Coolant is another issue. Non-BMW coolant would be preferred because of price. How much does it take? 

Too bad my tome of a service manual doesn't come on CD.

Thanks,

--gary


----------



## MikeW (Dec 20, 2001)

It is overkill. Unlike some of the other service intervals BMW specs (like the 15K miles oil change), these seem reasonable.

The mere fact that you change them at all over the life of the car puts you ahead of most car owners.


----------



## Nick325xiT 5spd (Dec 24, 2001)

The brake fluid SHOULD be changed.
It really makes a substantial difference.

If you have someone to help you, all you need to do the brake fluid is a soda bottle and some 1/4" ID clear plastic tubing. Otherwise, you should also add the Bav Auto Pressure bleeder.

You can easily change the fluid with 2 litres of brake fluid, but I recommend buying three, just in case disaster strikes. (Like last time I did mine, and my flashlight died while I was trying to close the clutch bleeder valve.)

As far as coolant goes, I can give a well qualified "I don't know."


----------



## CD-55 (Dec 19, 2001)

I don’t think it is mechanically necessary as preventive maintenance, but I will definitely flush my brake fluid once or twice a year; just to ensure optimum braking performance and feel.

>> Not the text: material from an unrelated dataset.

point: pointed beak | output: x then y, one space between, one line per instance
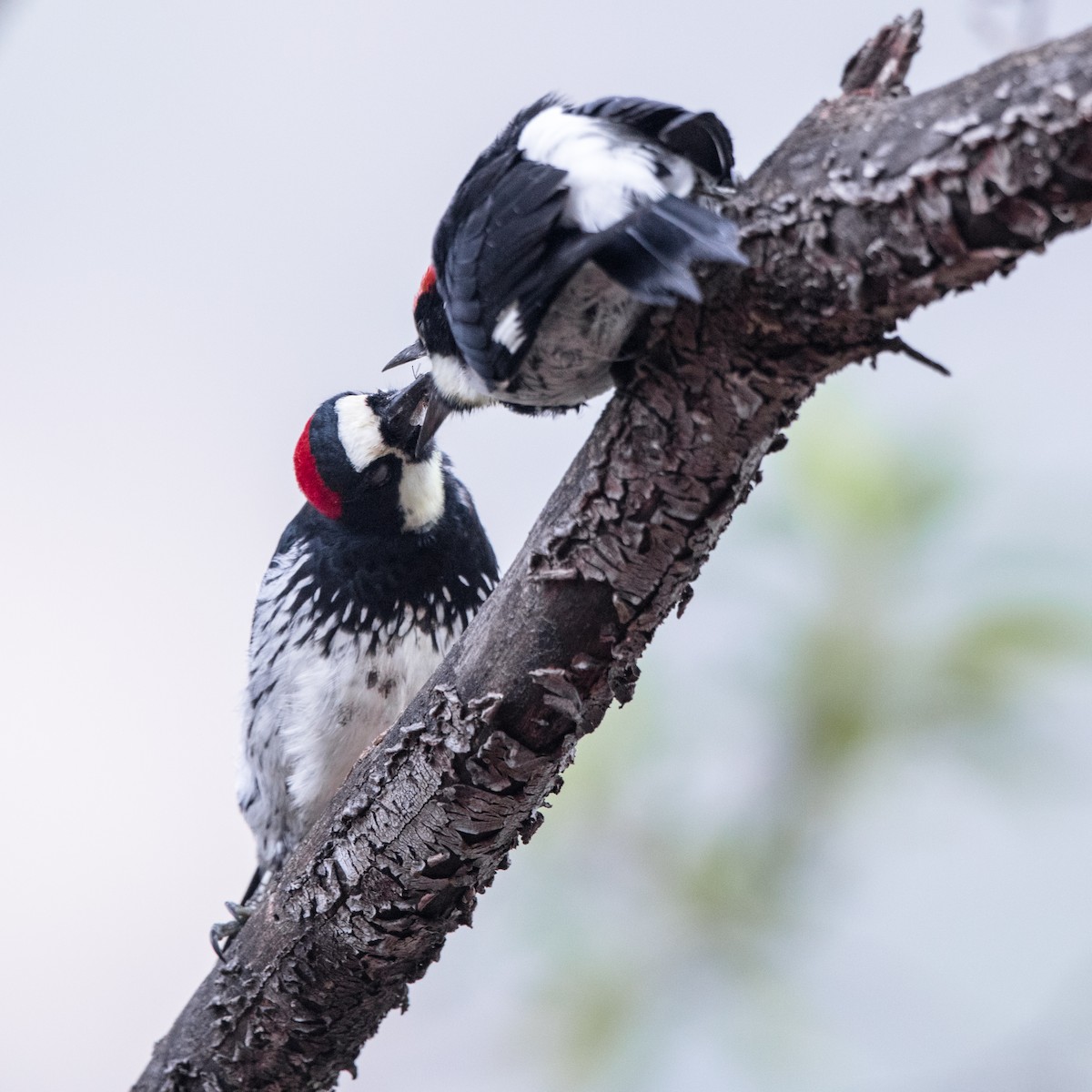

It only cost $25 (2 Quarts ATE) in fluid and is a very easy procedure to do myself.


----------



## fkafka (Mar 12, 2002)

So how does one dispose of the old brake fluid in an environmentally responsible manner?


----------



## beauport (Jul 2, 2002)

fkafka said:


> *So how does one dispose of the old brake fluid in an environmentally responsible manner? *


In Prague that's a good question. Many places in the US, such as gas stations or waste recycle centers will take these kinds of "wastes" free of charge. You might ask your local gas station if they will or where you might take it.


----------



## Nat Brown (Dec 29, 2001)

*Disposal*



fkafka said:


> *So how does one dispose of the old brake fluid in an environmentally responsible manner? *


That's why I'm probably going to have the dealership do the work. I know where to dispose of used oil, but coolant and brake fluid are a different story.

--gary


----------



## vsvo (Oct 23, 2002)

fkafka said:


> *So how does one dispose of the old brake fluid in an environmentally responsible manner? *


For US locations: http://www.earth911.org/

Enter your zip code to get a list of recycling centers, including gas stations, lube shops, etc. Brake fluid is listed under "Household Hazardous Waste."


----------